作者:更北北 时间:2019-05-03 09:28:06 标签:情有独钟 强强 宫廷侯爵 朝堂之上

  严歇忱闲闲倚在椅背上,看也不看他一眼,又问:“那钱款呢?”
  “回掌司史大人,从去年到今年,南阳大路、商铺、城墙等的修葺建设都免不了用银子,下官自认分配周到,大人可以一一查看。”
  “不用,我就是个外行看热闹,哪儿看得了这些。”严歇忱哼了一声,心想你他娘的做好账让我查,查得出个鬼,他之后话锋一转,“那行,那我还想问问,你们去年拨这么多粮食去濯州,按拨去那个量,价钱比平时市价低了得有六成吧?不亏得慌么?”
  南阳郡守闻言官方道:“大人说笑了,大夏子民一体同心,濯州一方有难,身为邻郡的南阳自是不能坐视不管,哪儿有亏不亏的道理。”
  严歇忱眼皮一抬,眉眼之间很是有些犀利,咄咄逼人道:“郡守大人倒是深明大义,反显得我斤斤计较不成体统。不过就是不知道郡守大人有这份心,又哪里来的力呢?”
  “不要同我说南阳粮米充足,你们足不足、一年产多少、够不够人吃、拿得了多少出去,真以为我不知道么?”
  南阳郡守听到这里方才一愣,似是没想到严歇忱能了解这么多,他根本没得过消息说严歇忱什么时候调查过这些。
  他稍稳了稳心神,继续禀道:“南阳收成不多,但年年有余粮,匀到濯州去的,虽然有些是老米,但对于当时的濯州百姓来说,应当也是聊胜于无。”
  “不过此事却乃下官处置不当,当时只念着解濯州燃眉之急,却忘了顾虑其他的。”
  严歇忱听他如此辩解,心里不禁一阵冷笑,不过他确实也没有有力证据可以发落于他就是了。
  他拂袖哼了一声,做足了大人物的姿态,却是没有真正发怒。
  这还远不到时候。
  他就不信他治不了。
  

  ☆、第二十八章

  临武帝在位近十年,征胡族固边境、修律法选贤才、肃吏治整科举……若论政绩功德,怎么都是可以入青史的明君。
  尤其是在吏治方面,几乎严肃到了人人自危的地步。
  大夏大多官员行政之时头顶都像悬着一把清廉戒尺,似乎随时都能奖惩他们的得失功过,所以他们在位为官大都比较兢兢业业,至少过得也是如履薄冰的日子。

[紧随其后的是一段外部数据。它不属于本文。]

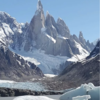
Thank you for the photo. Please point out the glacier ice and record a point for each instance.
(84, 89)
(32, 98)
(84, 97)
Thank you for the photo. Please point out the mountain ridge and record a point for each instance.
(44, 34)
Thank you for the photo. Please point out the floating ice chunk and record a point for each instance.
(84, 97)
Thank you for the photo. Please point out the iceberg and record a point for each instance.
(84, 89)
(85, 97)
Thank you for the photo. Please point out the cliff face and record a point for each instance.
(84, 71)
(14, 67)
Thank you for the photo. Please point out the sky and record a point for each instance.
(79, 15)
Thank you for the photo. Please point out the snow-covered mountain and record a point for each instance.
(14, 67)
(95, 51)
(83, 71)
(43, 41)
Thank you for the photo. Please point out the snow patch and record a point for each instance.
(47, 63)
(7, 29)
(83, 90)
(85, 97)
(34, 86)
(50, 75)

  严歇忱那边翻过钱粮那一茬之后,又开始同在濯州青川一样,带着人仔仔细细地查了一天。
  却是没再查出其他的了,这也是意料之中的事。
  傍晚到了时间他放随行属官离开,自己也跟着去找林卷了。
  早上林卷陪他回来之后,就待了最开始那一会儿,随后就忍不住溜边跑了。
  完全不像在濯州时那么粘人,日日都要寸步不离地跟着他。
  哎,又失宠了。
  严歇忱出了郡守府,坐在原地迷惑了半天,琢磨着,他完全不知道去哪儿找林卷啊!
  许是他在原地踟蹰太久,一直默默跟随他的护卫都忍不住现了身,一脸看透的样子直接告诉严歇忱道:“大人,夫人已经回家了。”

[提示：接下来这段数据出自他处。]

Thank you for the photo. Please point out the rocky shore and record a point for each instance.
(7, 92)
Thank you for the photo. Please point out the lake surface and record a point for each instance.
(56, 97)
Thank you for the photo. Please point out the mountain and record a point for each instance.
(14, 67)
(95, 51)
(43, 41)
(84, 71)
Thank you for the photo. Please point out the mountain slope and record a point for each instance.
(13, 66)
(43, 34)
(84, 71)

  严歇忱闻言甚是满意,心想他们家宣宣就是乖?于是他笑着又问:“今天他去哪儿玩儿了?”
  他想着林卷说过要带他玩的,严歇忱此行能抽出的时间不多,不过还是特别期待,所以这会儿就想着多问一些好提前准备准备。
  不过护卫听到这似有些欲言又止,脸上竟不禁现出几分同情的神色,他快速说了句:“一直在香香楼,傍晚回的季宅。”

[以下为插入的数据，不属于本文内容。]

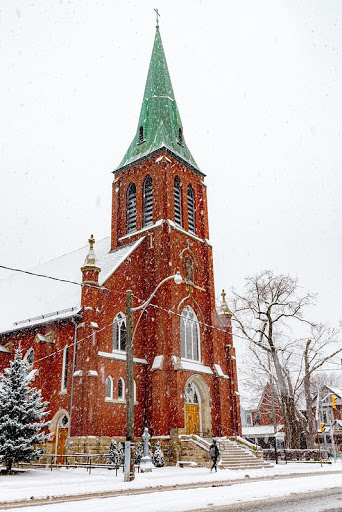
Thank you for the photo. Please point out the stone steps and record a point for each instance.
(233, 457)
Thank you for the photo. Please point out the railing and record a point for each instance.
(205, 435)
(72, 460)
(240, 440)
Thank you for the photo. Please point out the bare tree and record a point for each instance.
(316, 353)
(264, 315)
(326, 378)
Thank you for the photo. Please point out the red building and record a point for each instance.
(75, 336)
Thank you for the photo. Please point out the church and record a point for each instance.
(71, 324)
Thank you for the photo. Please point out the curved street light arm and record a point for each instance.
(177, 278)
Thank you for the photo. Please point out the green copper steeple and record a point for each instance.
(160, 124)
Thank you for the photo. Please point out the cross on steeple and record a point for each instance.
(157, 17)
(91, 242)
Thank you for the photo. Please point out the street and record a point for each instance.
(329, 500)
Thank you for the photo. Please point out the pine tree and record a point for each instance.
(22, 414)
(115, 454)
(158, 456)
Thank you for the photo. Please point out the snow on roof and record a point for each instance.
(27, 300)
(335, 391)
(259, 430)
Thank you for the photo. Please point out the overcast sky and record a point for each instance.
(258, 86)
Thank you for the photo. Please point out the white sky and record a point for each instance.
(258, 85)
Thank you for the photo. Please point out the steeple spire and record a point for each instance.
(159, 124)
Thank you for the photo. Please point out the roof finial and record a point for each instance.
(223, 295)
(157, 17)
(91, 242)
(224, 307)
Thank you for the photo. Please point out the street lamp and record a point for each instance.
(129, 462)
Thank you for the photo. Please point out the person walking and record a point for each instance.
(214, 453)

  ……一听就不是什么正经名字,严歇忱脸上笑意一僵,但还是不怕死地问道:“什么地方?”
  护卫只好当自己是一个没有感情稻草人,禀公回道:“青楼。”
  严歇忱咬牙切齿:“走,回去看看。”
  因着严歇忱心急火燎的,所以一路上马车驾得飞快,没一会儿便到了地方。
  他进去的时候在院子里没见林卷人,他便径直回了林卷房间。
  可房间里找了一圈,居然还是没有见到林卷人影,严歇忱觉得奇怪,还以为林卷是又去别处收拾去了。
  他这边刚想转身出去,却忽然听到了一阵响动。
  严歇忱目光一凛,径直便扫向了衣柜的方向。
  他默默握紧椅上机括,尽量轻地朝柜子边上行去。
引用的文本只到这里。